A RenderLayerCompositor, per RenderView. manages hierarchy of layers and decides what needs to be a RenderLayer.
RenderLayer backing for each composited layer. RenderLayer backing creates at least 1 GraphicsLayer, which is the glue between rendering and platform-compositing code.
Each RenderLayer backing can create another GraphicsLayer; see clipping/masks/negative z indices. In these cases, you slice the GraphicsLayer into multiple planes and create an order for clipping.
GraphicsLayers are in their own tree. Used by platform code (like CoreAnimation) to create PlatformLayers. GraphicsLayers can have more than one platform layer; see masks and reflections. GraphicsLayers have a way of dumping its tree, can get it from gdb.
Overlap testing: RenderLayerCompositor contains a list of rects of things that have been composited. Makes other layers composited if they intersect that list of rects.
Clipping: imagine a div with overflow:hidden, child with transform or video. Implement clipping via platform layer. On Mac: CALayer add masks to apply. If a layer is composited through clipping, it doesn't have its own backing store, paints into something behind it.
Reflections: clone layers, track clones. It's tricky.
Some RenderLayers are special because it contains content that benefits from compositing. Example: RenderVideo gets RenderLayer, becomes composited.

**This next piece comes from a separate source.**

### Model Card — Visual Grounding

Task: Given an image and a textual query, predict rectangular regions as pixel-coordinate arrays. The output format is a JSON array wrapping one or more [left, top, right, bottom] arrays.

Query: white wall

The Mac media player hands PlatformLayer to compositing code.
Layer intersections: with 3d transforms, we paint into a GL texture. If a child element intersects with its parent element, the spec now states that the child element's layer needs to break into subtextures along intersection.
Overlap map is updated when there is a layout or style change that changes the compositing layer tree.
Special casing CSS animations: when a transform or opacity animation is running, we don't updating clipping during animations. Update layout at start and end, not during. Don't update scrollbars during, for example. It's a cheat, but gives performance.
Overlap test is used if real (not identity) 3d transforms are not present in page.
Platforms have their own accelerated drawing implementations. On Mac, but compositing still has value when there is accelerated drawing, but it depends on content. There is feedback from platform code to tell RenderLayerCompositor when it's valuable to do compositing.
Plugins like Flash force compositing mode.
Text: on Mac there is a limitation on graphics system where rendering text on transparent background, doesn't do subpixel antialiasing. So the text looks "skinnier". There is no good solution to this problem right now. If something is composited, but with opaque bg-color, then it's fine.
Limitations on compositing: not smart when applying scale trasnforms. On Mac, scale:2 just blows up bitmap, and looks fuzzy. MSIE10 uses Direct2D so it doesn't have this issue.
If we redid WebKit, would it be based on compositing primitives instead of bitmap primitives? No, it probably has to live under the platform layer. MSIE10 has thrown everything out and rebuilt using Direct2D, with good performance gains.
- In Safari, "show compositing borders".
- Every composited layer gets a border.
- The number represents the number of times the layer has been repainted.
- Yellow, now green, boxes have no css properties, so the layer is used just for geometry, and doesn't need a backing store.
- Red represents layers that need a backing store.
- Blue outline: composited because it has overflow:hidden/scroll on it.
- Do you see popping? Something popping in front is probably composited.
- In gdb, debug only "call showLayerTree" any RenderLayer tree. This shows it as a z-order tree. Also prints whether RenderLayer is composited, and why. Also shows which GraphicsLayers are associated with which RenderLayers.
- In inspector, turn on/off css properties that affect compositing; see overflow, z-order, transforms.
- Gmail bug anecdote: copy the DOM into a fresh document, to give you a snapshot. Although there was no CSS styling, the bug still repro'd.
- Via inspector, start deleting nodes.
WebCore lacks logic where knowing if elements up front obscure stuff behind it. Right now it just repaints everything behind it from back-to-front.
SVG compositing? Currently doesn't use RenderLayer at all. Probably need to split up RenderLayer with a separate compositing piece which SVG could use.